Critique : Le roi se meurt
Scène

Critique : Le roi se meurt

Surgissant de la scène, un dispositif scénique simple – trois plates-formes, reliées par autant d’escaliers – représente le palais du Roi Bérenger 1er. Tout en hauteur, ce décor (Jean Hazel) évoque la grandeur du souverain et de son royaume, grandeur en voie de s’effriter à mesure qu’il agonise. Dès le début de la pièce, la moitié d’un étage est enfoncée dans le sol: le roi est déjà très malade. Autour de cette structure ouverte, sans murs, évoquant aussi le vertige de la mort, il n’y a que vide et noir: une image du néant. Celui du royaume dévasté, moribond; celui aussi de l’inconnu vers lequel chemine, inéluctablement, le Roi.

Jusqu’au 22 février
Au théâtre de la Bordée

Surgissant de la scène, un dispositif scénique simple – trois plates-formes, reliées par autant d’escaliers – représente le palais du Roi Bérenger 1er. Tout en hauteur, ce décor (Jean Hazel) évoque la grandeur du souverain et de son royaume, grandeur en voie de s’effriter à mesure qu’il agonise. Dès le début de la pièce, la moitié d’un étage est enfoncée dans le sol: le roi est déjà très malade. Autour de cette structure ouverte, sans murs, évoquant aussi le vertige de la mort, il n’y a que vide et noir: une image du néant. Celui du royaume dévasté, moribond; celui aussi de l’inconnu vers lequel chemine, inéluctablement, le Roi.

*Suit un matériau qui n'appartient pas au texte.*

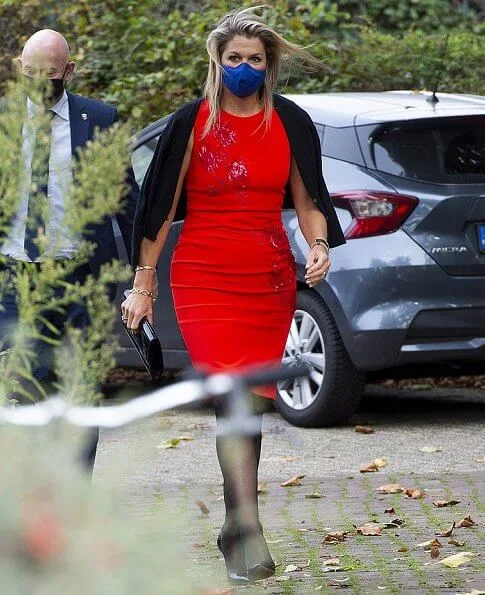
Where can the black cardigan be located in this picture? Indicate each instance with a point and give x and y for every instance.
(158, 189)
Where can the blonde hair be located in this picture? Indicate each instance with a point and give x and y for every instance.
(278, 50)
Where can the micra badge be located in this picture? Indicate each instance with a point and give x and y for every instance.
(449, 250)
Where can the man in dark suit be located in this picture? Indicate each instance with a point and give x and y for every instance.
(73, 120)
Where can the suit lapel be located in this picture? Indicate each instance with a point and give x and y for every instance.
(80, 123)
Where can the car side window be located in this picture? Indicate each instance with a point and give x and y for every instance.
(320, 129)
(342, 143)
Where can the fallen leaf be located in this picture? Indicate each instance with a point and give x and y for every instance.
(430, 544)
(414, 493)
(394, 523)
(294, 481)
(429, 449)
(381, 462)
(292, 568)
(174, 442)
(456, 543)
(218, 591)
(202, 507)
(446, 533)
(443, 503)
(285, 459)
(390, 488)
(369, 529)
(262, 487)
(420, 386)
(364, 430)
(335, 536)
(466, 522)
(457, 559)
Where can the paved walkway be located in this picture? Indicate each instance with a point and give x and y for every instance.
(329, 499)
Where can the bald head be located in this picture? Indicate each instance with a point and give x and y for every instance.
(46, 54)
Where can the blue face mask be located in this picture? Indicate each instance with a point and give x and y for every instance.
(243, 80)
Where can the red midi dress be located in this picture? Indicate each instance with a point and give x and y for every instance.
(233, 275)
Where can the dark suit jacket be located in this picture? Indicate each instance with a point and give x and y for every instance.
(158, 189)
(85, 116)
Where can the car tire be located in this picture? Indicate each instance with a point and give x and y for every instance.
(336, 386)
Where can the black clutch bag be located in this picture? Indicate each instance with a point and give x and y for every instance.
(148, 347)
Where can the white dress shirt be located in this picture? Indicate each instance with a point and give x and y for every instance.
(61, 243)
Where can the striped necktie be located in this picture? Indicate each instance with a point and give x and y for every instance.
(36, 211)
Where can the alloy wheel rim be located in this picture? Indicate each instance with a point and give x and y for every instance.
(304, 345)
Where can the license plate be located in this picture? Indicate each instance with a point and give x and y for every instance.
(481, 237)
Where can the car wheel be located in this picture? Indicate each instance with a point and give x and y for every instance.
(332, 391)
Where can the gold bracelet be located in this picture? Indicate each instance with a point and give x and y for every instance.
(146, 292)
(144, 267)
(321, 242)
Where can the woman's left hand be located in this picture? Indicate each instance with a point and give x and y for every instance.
(317, 265)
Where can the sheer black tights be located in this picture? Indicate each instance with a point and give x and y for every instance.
(239, 460)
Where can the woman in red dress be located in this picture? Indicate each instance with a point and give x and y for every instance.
(233, 275)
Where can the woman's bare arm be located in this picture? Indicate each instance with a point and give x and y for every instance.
(138, 306)
(313, 225)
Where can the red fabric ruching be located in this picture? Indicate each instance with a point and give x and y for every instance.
(233, 274)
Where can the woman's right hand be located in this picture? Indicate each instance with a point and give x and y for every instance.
(134, 308)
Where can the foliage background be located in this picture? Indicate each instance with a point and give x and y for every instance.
(148, 56)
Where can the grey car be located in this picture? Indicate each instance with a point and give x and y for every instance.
(407, 177)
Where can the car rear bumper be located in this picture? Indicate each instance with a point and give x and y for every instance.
(405, 310)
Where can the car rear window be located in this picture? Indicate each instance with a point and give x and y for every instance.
(445, 150)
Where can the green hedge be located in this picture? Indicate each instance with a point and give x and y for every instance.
(147, 59)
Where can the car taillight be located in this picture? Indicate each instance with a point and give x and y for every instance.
(374, 212)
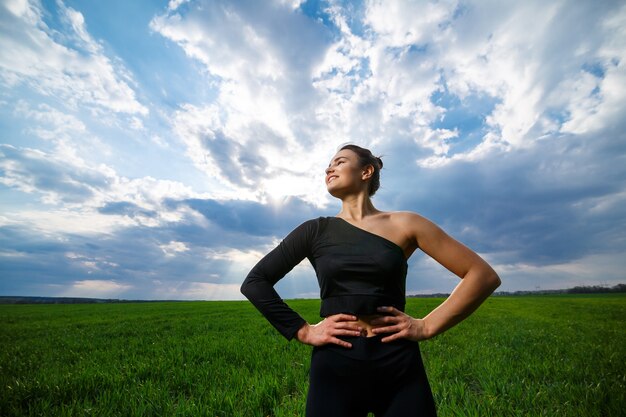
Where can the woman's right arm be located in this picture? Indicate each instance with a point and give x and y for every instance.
(258, 287)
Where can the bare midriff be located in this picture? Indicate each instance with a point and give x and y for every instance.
(365, 322)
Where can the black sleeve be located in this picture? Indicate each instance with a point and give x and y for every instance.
(258, 286)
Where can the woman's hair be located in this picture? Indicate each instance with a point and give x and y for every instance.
(367, 158)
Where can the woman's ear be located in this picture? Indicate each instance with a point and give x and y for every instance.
(367, 172)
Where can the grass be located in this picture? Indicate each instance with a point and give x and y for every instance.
(516, 356)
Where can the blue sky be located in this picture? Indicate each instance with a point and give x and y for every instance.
(156, 150)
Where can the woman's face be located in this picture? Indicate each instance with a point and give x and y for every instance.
(344, 174)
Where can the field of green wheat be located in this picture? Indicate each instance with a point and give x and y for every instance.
(516, 356)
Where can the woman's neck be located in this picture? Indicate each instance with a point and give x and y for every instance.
(357, 207)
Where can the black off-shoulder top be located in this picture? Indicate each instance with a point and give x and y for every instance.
(357, 272)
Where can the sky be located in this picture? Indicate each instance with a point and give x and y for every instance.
(157, 150)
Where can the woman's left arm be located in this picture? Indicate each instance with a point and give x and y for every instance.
(478, 281)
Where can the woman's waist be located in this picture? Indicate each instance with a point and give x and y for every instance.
(365, 322)
(362, 305)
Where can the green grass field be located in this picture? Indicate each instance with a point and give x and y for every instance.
(516, 356)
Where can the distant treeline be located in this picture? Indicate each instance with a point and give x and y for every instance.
(591, 289)
(585, 289)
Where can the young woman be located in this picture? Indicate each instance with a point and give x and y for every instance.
(366, 357)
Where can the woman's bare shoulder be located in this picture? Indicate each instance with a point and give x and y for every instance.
(413, 223)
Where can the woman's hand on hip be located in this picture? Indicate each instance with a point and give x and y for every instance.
(327, 330)
(399, 326)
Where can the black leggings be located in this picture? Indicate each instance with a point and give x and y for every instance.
(387, 379)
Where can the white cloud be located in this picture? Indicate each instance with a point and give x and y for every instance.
(96, 289)
(71, 66)
(173, 248)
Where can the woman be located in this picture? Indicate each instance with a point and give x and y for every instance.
(366, 357)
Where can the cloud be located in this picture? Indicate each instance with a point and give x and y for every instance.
(96, 288)
(67, 64)
(495, 120)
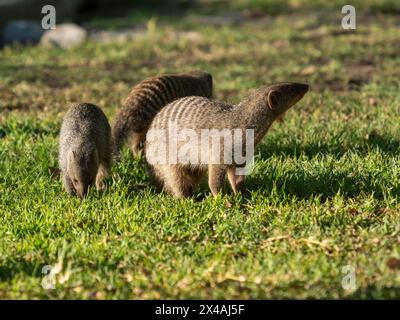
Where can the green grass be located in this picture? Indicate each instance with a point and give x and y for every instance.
(324, 193)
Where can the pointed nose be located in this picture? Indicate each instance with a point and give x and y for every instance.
(302, 87)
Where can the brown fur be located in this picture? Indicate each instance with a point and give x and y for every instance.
(147, 98)
(257, 112)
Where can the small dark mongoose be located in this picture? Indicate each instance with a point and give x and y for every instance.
(257, 112)
(147, 98)
(85, 148)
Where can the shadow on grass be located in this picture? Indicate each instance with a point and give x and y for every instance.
(10, 269)
(382, 142)
(375, 292)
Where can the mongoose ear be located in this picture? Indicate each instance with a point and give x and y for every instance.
(273, 99)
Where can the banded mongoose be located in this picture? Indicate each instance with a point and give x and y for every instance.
(258, 111)
(147, 98)
(85, 148)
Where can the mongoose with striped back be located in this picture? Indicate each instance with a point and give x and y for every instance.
(257, 112)
(149, 97)
(85, 148)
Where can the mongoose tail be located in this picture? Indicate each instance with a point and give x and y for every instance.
(85, 149)
(257, 112)
(150, 96)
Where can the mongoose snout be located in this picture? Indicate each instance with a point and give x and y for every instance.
(85, 149)
(283, 96)
(82, 169)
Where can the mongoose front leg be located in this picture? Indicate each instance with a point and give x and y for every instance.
(236, 181)
(102, 173)
(137, 143)
(177, 183)
(216, 175)
(69, 186)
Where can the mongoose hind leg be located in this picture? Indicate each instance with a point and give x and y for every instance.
(69, 187)
(236, 181)
(137, 140)
(178, 183)
(216, 176)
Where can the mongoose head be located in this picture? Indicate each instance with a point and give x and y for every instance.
(206, 80)
(82, 168)
(282, 96)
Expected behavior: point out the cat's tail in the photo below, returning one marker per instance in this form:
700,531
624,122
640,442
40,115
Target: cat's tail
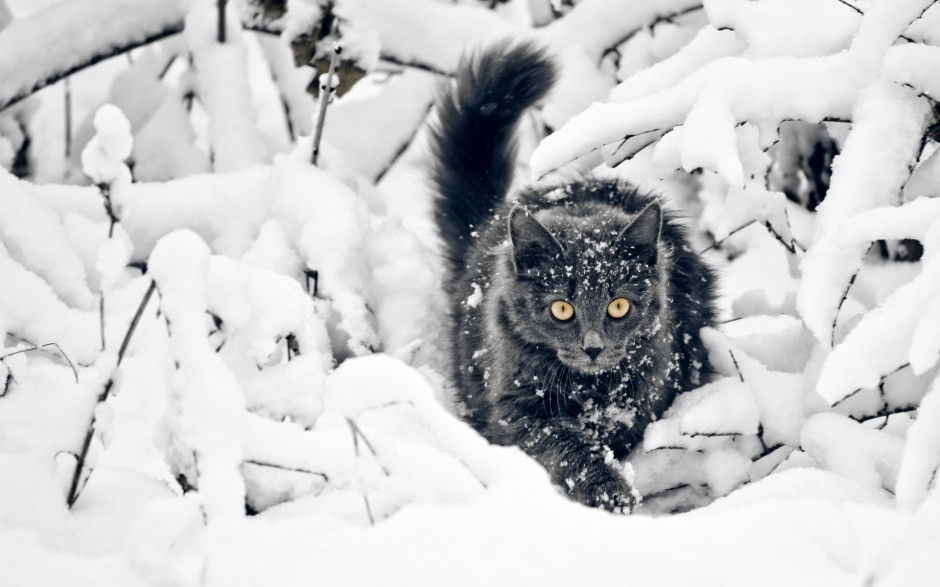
474,149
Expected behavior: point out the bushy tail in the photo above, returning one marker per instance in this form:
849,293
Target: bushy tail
473,141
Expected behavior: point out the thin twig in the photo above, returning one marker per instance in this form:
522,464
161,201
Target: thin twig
43,347
67,88
845,296
291,469
103,396
736,366
325,94
365,500
357,433
101,320
221,24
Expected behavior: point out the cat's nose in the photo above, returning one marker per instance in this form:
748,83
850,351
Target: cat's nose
593,351
593,344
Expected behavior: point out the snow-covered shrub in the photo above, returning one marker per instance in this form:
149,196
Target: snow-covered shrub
288,362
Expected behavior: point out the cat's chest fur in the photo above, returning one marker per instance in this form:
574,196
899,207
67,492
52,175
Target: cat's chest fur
574,308
512,380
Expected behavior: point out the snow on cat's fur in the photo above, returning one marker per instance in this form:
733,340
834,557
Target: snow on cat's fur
575,387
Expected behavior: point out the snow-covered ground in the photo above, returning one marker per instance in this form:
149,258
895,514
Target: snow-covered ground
222,365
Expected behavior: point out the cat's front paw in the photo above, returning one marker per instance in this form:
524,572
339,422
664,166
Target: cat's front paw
605,489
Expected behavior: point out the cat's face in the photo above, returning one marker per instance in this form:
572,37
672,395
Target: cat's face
587,287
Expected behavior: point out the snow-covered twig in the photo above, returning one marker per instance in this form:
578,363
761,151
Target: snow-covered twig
34,55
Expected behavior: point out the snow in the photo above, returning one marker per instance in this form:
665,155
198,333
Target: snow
42,45
281,413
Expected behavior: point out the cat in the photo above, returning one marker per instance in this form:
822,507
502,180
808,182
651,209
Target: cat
575,308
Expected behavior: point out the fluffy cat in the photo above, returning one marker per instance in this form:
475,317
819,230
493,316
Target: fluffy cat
575,308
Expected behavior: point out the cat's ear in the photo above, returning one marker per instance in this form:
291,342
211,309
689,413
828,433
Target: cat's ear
645,230
532,245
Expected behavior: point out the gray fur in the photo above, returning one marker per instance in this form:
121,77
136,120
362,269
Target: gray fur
576,395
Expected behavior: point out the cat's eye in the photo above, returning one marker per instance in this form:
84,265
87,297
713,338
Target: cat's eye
618,308
562,310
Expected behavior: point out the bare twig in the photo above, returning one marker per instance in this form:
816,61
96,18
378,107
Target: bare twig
290,469
103,396
357,433
67,88
326,93
43,347
365,500
845,296
101,320
221,11
736,366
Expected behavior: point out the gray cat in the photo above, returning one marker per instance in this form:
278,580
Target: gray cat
575,308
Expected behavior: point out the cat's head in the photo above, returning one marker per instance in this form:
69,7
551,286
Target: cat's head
586,283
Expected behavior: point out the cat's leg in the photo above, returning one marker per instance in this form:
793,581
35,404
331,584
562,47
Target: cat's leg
585,471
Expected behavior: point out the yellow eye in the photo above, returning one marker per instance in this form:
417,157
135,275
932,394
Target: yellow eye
618,308
562,310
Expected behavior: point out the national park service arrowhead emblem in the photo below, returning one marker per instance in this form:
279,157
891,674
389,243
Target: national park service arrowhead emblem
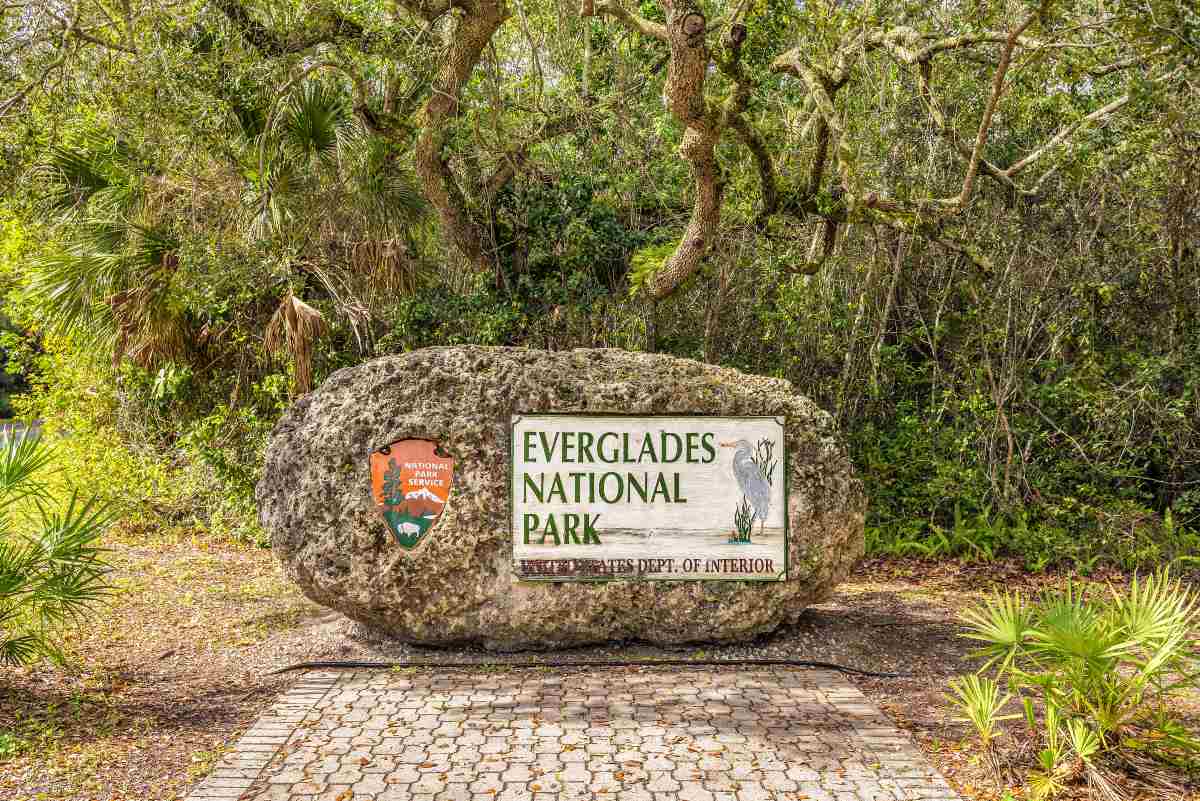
411,482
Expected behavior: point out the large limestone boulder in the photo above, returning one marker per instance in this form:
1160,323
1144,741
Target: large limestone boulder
456,584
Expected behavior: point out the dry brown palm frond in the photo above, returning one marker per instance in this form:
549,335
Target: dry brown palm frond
293,330
384,269
148,331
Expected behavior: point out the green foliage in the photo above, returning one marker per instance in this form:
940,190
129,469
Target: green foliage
52,568
1104,668
153,220
647,262
743,522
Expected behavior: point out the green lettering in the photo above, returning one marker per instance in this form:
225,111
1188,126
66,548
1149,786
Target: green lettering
556,488
535,487
663,452
660,487
531,524
589,530
569,529
586,446
550,446
604,482
551,530
647,445
613,456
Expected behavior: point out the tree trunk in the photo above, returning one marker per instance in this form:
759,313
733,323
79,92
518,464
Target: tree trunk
472,34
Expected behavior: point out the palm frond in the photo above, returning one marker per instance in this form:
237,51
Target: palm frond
1002,622
293,330
22,457
316,120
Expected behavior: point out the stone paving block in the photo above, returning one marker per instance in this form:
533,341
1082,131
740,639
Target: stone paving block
654,734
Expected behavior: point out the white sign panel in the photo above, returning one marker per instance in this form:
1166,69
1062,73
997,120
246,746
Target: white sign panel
653,498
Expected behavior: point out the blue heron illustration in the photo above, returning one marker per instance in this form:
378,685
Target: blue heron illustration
750,479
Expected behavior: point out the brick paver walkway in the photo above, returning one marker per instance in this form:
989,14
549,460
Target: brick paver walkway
646,734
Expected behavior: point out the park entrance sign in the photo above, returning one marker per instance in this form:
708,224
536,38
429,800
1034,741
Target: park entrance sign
534,499
607,497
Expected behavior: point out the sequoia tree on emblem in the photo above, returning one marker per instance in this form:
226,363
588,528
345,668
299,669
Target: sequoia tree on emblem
411,482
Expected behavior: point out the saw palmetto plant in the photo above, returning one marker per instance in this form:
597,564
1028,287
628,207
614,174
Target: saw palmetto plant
1105,669
52,568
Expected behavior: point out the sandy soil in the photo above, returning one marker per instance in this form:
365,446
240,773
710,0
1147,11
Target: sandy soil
166,676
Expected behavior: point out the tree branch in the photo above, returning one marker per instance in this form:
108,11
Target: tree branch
630,20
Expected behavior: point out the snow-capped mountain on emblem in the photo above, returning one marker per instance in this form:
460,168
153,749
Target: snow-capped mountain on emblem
424,493
409,481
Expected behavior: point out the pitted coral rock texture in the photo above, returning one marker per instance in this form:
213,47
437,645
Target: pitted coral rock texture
456,585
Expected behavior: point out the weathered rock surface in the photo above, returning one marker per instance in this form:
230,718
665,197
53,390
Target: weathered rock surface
456,585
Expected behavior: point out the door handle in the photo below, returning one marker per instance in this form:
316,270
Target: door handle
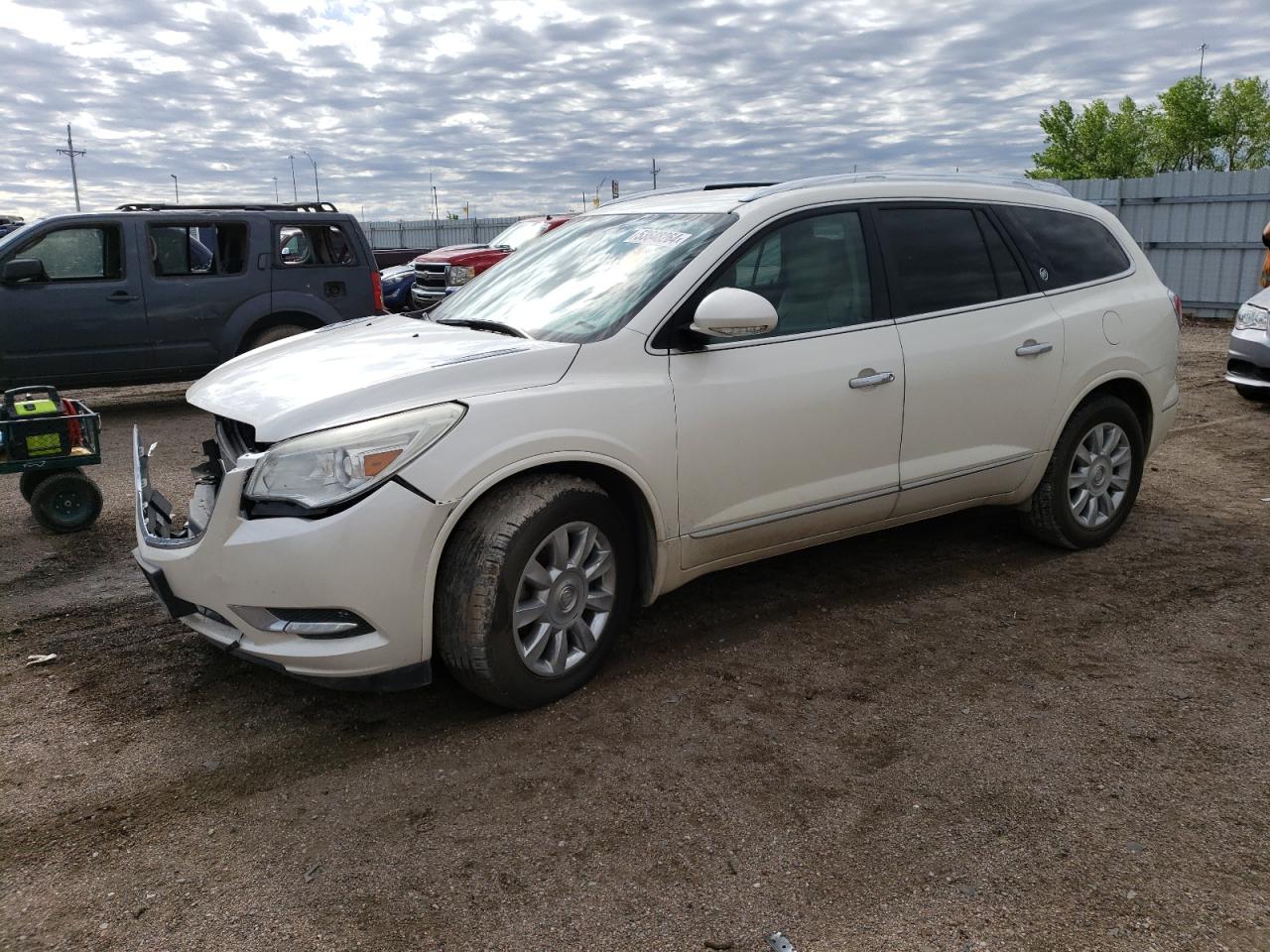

Le Roi, comme chacun de nous: voilà le propos du Roi se meurt, tableau de la révolte, puis de la résignation de Bérenger 1er, confronté à l’imminence de sa fin. Tentative d’apprivoisement de la mort par Ionesco, la pièce est aussi tentative d’enseignement: il faut vivre avec la conscience de la mort, pour se préparer à cette échéance, et pour goûter pleinement la vie.

Mais il est facile de rejeter la perspective de sa propre mort dans un futur abstrait, tel ce Roi qui d’abord se rebiffe. Incrédulité, colère, terreur; fragilité, tristesse, renoncement: le Roi traverse tous les stades vers l’acceptation de la mort, et nous avec lui. Jean-Sébastien Ouellette habite avec sensibilité et nuances tous ces états, du raidissement à l’abandon, son Bérenger devenant peu à peu absent à ses proches qui, un à un, lui font un bout de conduite sur son dernier chemin.

De cette suite de scènes émane une forte charge émotive et, finalement, beaucoup de douceur et de calme. Parmi ces scènes, deux des grands moments de la pièce: avec sa bonne Juliette, touchante Denise Verville, le Roi recense avec émerveillement les petits riens qui font la vie; il revit aussi des souvenirs, ceux de sa vie et de l’humanité entière, accompagné de son garde, aimant et ébloui par son Roi, joué avec tendresse par un Roland Lepage bouleversant.

Chagrin déchirant de la Reine Marie, détermination de la Reine Marguerite, rationalité du médecin: chacun incarne une attitude différente devant la mort. Au-delà de la caricature que pourraient représenter les personnages, la direction de Gill Champagne et le jeu des acteurs leur confère intériorité et sincérité. Et malgré la douleur, c’est un sentiment d’apaisement, de sérénité qui domine une fois le Roi seul, aux portes de la mort.

Décor et éclairages (Denis Guérette) comme images de l’avancée de la mort, texte magnifique, mise en scène dépouillée, comédiens recueillis font de cette production une expérience forte et profonde, qui atteint le coeur et l’esprit.